Yesterday we had two related incidents that affected the availability of Clerk.io.

1. An API slowdown that affected all stores running on Clerk.io. Our normal avg response time rose from 8.7ms over half an hour to 200ms. This lasted from 16:25 to 17:35 CET. On top of that had to instances of response times above 1sec between 17:50-17:30 and again 18:50-19:10.
2. A full outage of all stores on our Storage Zone 3 that lasted from 17:15 to 21:20.

This means that stores running on Clerk.io had 2 very different experiences. The vast majority only experienced slowdowns on/off between 16:25 and 19:10 and for the vast majority of this time, everything was operating normally.

The stores located on Storage Zone 3 experienced a total outage from 17:20 - 21:20.

Below follows a detailed description of what happened and what we learned.

What happened?

Around 16:00 we started to receive a series of heavy queries. By heavy queries, we mean queries that need to compare a lot of internal metrics and thus takes up a lot of internal resources. This is completely normal and our operations team monitors these daily.

But at 16:25 we saw a sharp increase in volume and thus all API servers went instantly to 100% CPU usage.

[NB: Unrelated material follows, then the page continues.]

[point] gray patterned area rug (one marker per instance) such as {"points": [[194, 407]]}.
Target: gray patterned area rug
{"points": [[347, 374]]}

This is what caused the initial slowdown.

Our operations team then started narrowing down to the source of these requests. But while focused on this issue another issue grew and was overlooked: the RAM usage of the server running Storage Zone 3 grew drastically. At 17:20 it ran our of RAM and crashed.

In our architecture individual stores are placed in individual zones exactly for this case. If something happens to something in a single zone we can isolate that and keep the rest f Clerk.io running smoothly.

And that was exactly what we did. As soon as zone 3 crashed we knew the source of the problem was there. We immediately follow our playbook for this scenario closing that zone down bringing all other zones back to normal operation with normal response times.

So at 17:30, we had zone 3 down but all other zones running smoothly again.

Now when a database crashed like this you will get data corruption. We are prepared for this scenario and immediately run our automated software for detecting and fixing any issues. This took around 1.5 hours to complete so around 18:50 we were ready to open up for zone 3 again.

Unfortunately, there were still some tables that even though seemed fine to the automated tools did not work properly when coming back in production causing yet another slowdown in response times.

We quickly took zone 3 our again restoring normal operations for all other zoned. Now we started 2 concurrent plans: we would simultaneously run the software check and repair software again and manually check all tables and we would spin up a completely new server restoring zone 3 from our backup. Whatever would be completed first would be launched.

Due to the data size in the zone, it again took 1.5 hours to complete. The data check and repair were completed first and we ran a full manual check on all tables and fixing the 2-3 errors we found.

While waiting we had built a small feature allowing our operations team to take a single store out of the system instead of a full zone. This meant that the second time we could open up for stores in small batches and ongoingly checking if everything was running smoothly.

We started opening up at 21:00 and had opened up for 90% of all stores in zone 3 by 21:15. When opening up the remaining 10% we starter seeing the same issues again and quickly closed the last batch again. We know the root cause was in that last set of stores.

Through slowly examining those stores we had all but one up and running by 21:20.

The remaining single store was moved to an isolated environment and was fully operational at 22:30.

What we learned

1. We learned that our zoning strategy effectively kept the vast majority of stores safe. It’s the first time it has been used in a real incident and it worked like clockwork.
2. We also learned that our zones are too big - the amount of time it takes for even big machines to check or restore the data in a zone is simply too long. The majority of the downtime was just all of us sitting anxiously and waiting for the machined to crunch data. We will immediately start to reorganize into smaller zones.
3. Even tough zones are an efficient mitigation strategy we need to be more nuanced. 99% of the stores in the zone did not need to be affected. We implemented a rough system for quickly taking individual stores within the zone in and out of maintenance mode. This will be built into our std operation procedures for any future incidents.
4. We have automated bots for monitoring incoming requests and automatically dealing with most problems before they arise. This special case was not caught by this system. Based on our learnings we will train our bots better to prevent this from happening again.
5. We will add a special monitoring zone for all stores our operations team see behaving strangely so they immediately can be isolated from the rest before they cause any problems.